Le Point.fr - 29/06/2014
par Dominique Dunglas
Eliot Ness avant l'heure, le célèbre policier italo-américain Joe Petrosino fut assassiné par la mafia en 1909. L'auteur du crime vient d'être découvert.
Giuseppe Petrosino était un dur. Né en 1860, issu d'une famille pauvre de Salerne, il a immigré à New York avec ses parents en 1873. À Little Italy, à cette époque la deuxième ville italienne après Naples avec un million d'immigrés, Giuseppe, qui a américanisé son prénom en Joe, survit grâce à des petits boulots : cireur de chaussures, vendeur de journaux, éboueur. Mais à 23 ans, alors que ses copains du quartier sont pour la plupart déjà au service de la mafia, Joe choisit le camp adverse en devenant flic. La police new-yorkaise est alors en majorité composée d'Irlandais. Petit, teigneux, le visage ravagé par la variole, il est le seul flic à pouvoir pénétrer dans les bas-fonds de Little Italy. Il s'infiltre dans les bars et les bordels en se travestissant en mendiant, en sourd-muet ou en gangster à peine arrivé de la péninsule. Et il multiplie les succès. C'est lui qui arrête les anarchistes responsables de l'assassinat du roi Umberto Ier. Il déjoue une tentative de chantage aux dépens du ténor Enrico Caruso, en tournée en Amérique. Il devient un héros national en résolvant le "mystère du baril", un fait divers qui passionne l'Amérique après la découverte d'un cadavre, les parties génitales enfilées dans la bouche, dans un baril de bière.
Quatre balles de révolver dans le corps
Joe Petrosino est un Eliot Ness avant l'heure et on lui confie la création de "l'italian branch" de la police new-yorkaise afin de combattre la Main noire, la mafia sicilo-américaine, et arrêter son parrain, Don Vito Cascio Ferro. C'est pour accomplir cette mission qu'en février 1909 il s'embarque sous une fausse identité - Giuseppe Valente - sur un paquebot en direction de Palerme. Mais il est reconnu à bord par un journaliste du New York Herald qui révèle l'arrivée du super-flic en Sicile.
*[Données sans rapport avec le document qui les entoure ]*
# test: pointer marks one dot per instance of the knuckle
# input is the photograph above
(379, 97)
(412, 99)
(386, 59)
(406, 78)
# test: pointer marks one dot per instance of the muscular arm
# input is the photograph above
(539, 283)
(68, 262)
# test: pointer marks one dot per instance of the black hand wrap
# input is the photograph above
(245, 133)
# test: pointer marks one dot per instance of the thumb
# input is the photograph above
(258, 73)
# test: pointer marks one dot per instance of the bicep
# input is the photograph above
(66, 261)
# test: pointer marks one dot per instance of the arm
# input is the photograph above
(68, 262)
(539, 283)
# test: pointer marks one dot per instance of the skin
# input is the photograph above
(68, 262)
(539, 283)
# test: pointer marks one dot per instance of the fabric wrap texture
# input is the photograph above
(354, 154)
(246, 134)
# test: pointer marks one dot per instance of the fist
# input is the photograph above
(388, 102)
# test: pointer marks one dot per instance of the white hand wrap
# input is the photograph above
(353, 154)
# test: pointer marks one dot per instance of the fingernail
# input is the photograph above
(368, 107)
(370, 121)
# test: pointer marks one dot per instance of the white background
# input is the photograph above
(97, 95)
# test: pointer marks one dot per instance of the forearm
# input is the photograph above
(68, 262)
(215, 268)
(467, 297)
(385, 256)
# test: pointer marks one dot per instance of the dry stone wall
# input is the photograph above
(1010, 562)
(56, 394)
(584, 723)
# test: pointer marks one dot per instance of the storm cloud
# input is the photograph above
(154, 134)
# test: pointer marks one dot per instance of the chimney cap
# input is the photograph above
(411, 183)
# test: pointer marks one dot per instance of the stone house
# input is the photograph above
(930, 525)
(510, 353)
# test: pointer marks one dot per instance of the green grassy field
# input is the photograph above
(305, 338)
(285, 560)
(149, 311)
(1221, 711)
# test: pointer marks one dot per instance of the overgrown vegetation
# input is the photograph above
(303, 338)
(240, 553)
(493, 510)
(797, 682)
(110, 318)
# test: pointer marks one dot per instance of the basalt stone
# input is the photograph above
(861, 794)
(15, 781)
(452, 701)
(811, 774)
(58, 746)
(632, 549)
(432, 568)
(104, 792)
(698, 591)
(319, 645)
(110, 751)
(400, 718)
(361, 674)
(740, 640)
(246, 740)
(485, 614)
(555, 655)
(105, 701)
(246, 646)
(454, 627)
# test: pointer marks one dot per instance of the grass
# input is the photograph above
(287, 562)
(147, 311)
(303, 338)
L'article se transforme en arrêt de mort. Le 12 mars 1909, Joe Petrosino sort à la tombée de la nuit du café Oreto à Palerme. Il a laissé son Smith & Wesson dans sa chambre d'hôtel. Tragique erreur : des tueurs l'attendent dans l'ombre et lui logent quatre balles de révolver dans le corps. L'Italo-Américain est le premier policier assassiné par la mafia sicilienne.
La vie de Joe Petrosino a inspiré de nombreux romans, documentaires, feuilletons télévisés, bandes dessinées et le film américain Payer ou mourir. Mais il manquait toujours l'épilogue de l'histoire : le nom de l'assassin. Jusqu'à ce que, au cours du mois de février dernier, la police italienne mette sur écoute Domenico Palazzotto. Officiellement à la tête d'une entreprise de transport, il est soupçonné d'être le "régent" du clan d'Arenella. À son interlocuteur, Domenico Palazzotto veut démontrer la pureté de son ascendance mafieuse. "Ma famille appartient à Cosa Nostra depuis plus de cent ans. Nous étions dans le maxi-procès de Palerme et dans la Pizza Connection, dans le livre 200 Ans de mafia, il y a la photo de mon arrière-grand-père et on cite mon oncle." Mais le meilleur est à venir : "Et c'est l'oncle de mon père, Paolo Palazzotto, qui a descendu Joe Petrosino."
Le crime du policier américain est résolu et Domenico Palazzotto est depuis mardi dernier derrière les barreaux pour une série de délits. Joe Petrosino a encore vaincu la mafia, 105 ans après sa mort.